In our own jurisdiction the recurring issue of the enforcement of contact orders was again considered in Re P (Committal for Breach of Contact Order: Reasons) [2006] EWCA Civ 1792. In this case the mother had repeatedly failed to comply with court orders, and to attend court hearings. Following personal service of a contact order to which, on the recommendation of CAFCASS, a penal notice had been attached, the mother breached the order by failing to produce the child for contact with the father over four successive weekends. The father applied for substituted service in respect of a notice to the mother to show good cause why an order for the mother's committal to prison should not be made. On the morning of the hearing the mother went to the office of her solicitors to inform them that she would not be attending court because she had no-one to look after the child. The judge refused to adjourn the hearing, referring to the history of the case, and committed the mother to prison for 7 days, suspended provided the mother complied thereafter with the contact arrangements. The mother appealed on the basis that insufficient reasons had been given for the decision. However, the Court of Appeal held that consideration of the case history showed that the judge had been entirely justified in making the committal order. The judge should have given clear reasons for his decision, however there had been no real uncertainty as to the reasons for the decision made and the appeal would be dismissed.

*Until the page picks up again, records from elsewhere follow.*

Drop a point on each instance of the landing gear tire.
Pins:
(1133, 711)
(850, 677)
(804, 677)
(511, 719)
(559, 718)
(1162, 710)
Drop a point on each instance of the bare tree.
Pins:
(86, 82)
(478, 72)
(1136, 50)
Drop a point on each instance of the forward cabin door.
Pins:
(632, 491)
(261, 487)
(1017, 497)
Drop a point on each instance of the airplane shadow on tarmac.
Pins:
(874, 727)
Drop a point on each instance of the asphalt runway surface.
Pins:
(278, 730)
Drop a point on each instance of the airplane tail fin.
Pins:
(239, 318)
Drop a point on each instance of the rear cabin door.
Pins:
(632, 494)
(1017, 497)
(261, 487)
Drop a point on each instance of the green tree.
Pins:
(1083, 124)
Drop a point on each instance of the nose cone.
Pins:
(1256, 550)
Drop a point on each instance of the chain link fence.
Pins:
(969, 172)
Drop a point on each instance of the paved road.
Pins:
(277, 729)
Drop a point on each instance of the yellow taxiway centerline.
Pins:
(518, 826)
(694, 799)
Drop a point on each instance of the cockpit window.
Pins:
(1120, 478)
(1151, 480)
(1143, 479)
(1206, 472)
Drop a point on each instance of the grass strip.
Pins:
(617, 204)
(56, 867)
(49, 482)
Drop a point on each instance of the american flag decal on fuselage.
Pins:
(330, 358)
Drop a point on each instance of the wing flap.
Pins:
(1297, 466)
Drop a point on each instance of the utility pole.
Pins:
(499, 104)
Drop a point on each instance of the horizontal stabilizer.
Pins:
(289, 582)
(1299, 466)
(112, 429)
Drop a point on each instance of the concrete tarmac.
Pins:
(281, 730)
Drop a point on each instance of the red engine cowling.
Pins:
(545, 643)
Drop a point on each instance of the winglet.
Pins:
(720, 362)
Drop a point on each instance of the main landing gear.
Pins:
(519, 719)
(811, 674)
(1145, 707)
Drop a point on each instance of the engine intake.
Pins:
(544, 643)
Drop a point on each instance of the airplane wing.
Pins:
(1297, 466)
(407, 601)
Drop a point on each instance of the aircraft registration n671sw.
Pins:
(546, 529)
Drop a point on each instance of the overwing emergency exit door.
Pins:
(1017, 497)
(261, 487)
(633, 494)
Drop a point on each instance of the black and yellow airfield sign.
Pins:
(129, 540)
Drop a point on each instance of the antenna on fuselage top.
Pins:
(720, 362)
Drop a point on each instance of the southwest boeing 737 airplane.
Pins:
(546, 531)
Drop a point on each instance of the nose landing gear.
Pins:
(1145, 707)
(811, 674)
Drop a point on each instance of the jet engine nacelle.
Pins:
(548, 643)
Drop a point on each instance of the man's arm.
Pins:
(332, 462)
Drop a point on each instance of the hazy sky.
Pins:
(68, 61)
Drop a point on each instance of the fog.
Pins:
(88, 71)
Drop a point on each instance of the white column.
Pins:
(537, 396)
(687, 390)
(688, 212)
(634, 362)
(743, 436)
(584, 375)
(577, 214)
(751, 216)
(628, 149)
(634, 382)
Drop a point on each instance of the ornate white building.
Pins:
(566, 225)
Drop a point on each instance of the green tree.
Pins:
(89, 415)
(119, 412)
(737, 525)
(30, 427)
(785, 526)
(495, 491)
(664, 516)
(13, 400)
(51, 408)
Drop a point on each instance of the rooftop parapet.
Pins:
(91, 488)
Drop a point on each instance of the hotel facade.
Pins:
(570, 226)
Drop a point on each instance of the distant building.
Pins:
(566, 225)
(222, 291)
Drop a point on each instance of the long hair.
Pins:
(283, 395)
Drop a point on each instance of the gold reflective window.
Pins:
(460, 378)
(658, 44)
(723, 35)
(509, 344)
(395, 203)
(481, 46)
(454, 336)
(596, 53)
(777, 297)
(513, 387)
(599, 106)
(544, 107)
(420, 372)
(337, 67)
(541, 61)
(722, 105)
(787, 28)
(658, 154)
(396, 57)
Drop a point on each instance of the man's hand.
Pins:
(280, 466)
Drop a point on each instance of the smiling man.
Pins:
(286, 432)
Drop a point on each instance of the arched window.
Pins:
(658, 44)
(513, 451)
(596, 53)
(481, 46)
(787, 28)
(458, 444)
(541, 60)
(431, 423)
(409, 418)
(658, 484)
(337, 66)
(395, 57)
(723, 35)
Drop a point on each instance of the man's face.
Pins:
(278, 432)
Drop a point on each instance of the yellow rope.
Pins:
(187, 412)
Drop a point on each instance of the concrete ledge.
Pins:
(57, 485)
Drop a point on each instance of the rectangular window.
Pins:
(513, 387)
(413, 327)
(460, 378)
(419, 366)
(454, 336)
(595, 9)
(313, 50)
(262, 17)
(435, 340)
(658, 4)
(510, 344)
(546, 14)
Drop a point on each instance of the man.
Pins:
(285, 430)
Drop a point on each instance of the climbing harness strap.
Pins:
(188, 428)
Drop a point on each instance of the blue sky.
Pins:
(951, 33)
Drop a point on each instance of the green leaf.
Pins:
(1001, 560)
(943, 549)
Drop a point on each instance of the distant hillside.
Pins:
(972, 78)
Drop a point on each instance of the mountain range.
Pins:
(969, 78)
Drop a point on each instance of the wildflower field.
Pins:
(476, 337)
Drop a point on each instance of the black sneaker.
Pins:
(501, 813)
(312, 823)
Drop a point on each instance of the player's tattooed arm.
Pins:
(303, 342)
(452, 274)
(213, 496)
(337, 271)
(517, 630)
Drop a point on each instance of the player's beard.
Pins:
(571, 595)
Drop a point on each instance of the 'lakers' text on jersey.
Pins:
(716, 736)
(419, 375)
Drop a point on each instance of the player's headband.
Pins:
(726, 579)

In Re C (Contact: Moratorium: Change of Gender) [2006] EWCA Civ 1765 the father had not had contact with the children since they were 6 and 4 years old respectively, when he began to live as a woman. After having gender reassignment surgery the father sought contact with the children, now aged 11 and 8. The expert expressed concern that if the children were not soon told the truth in a structured and sensitive way they would be likely to be damaged by finding it out for themselves. He recommended professional support and assistance from the National Youth Advocacy Service (NYAS) in informing the children of the truth, particularly in the light of the mother's attitude towards the gender reassignment. The judge instead ordered a 20 month moratorium, with very limited indirect contact in the form of Christmas, Easter and birthday cards. At the end of that period the mother would be required to file a statement setting out how and when she proposed to inform the children of the father's gender reassignment.

It was held that the judge had failed to explain his departure from the expert's recommendation. It was important to distinguish two separate strands in this case. Had contact been the only issue the moratorium could not have been criticised, but there was also the issue of informing the children of the truth and the longer the moratorium the greater the risk that the children would be damaged by discovering the truth independently. The children needed and were entitled to professional help in dealing with the truth. The children were to be joined as parties and NYAS was to be involved.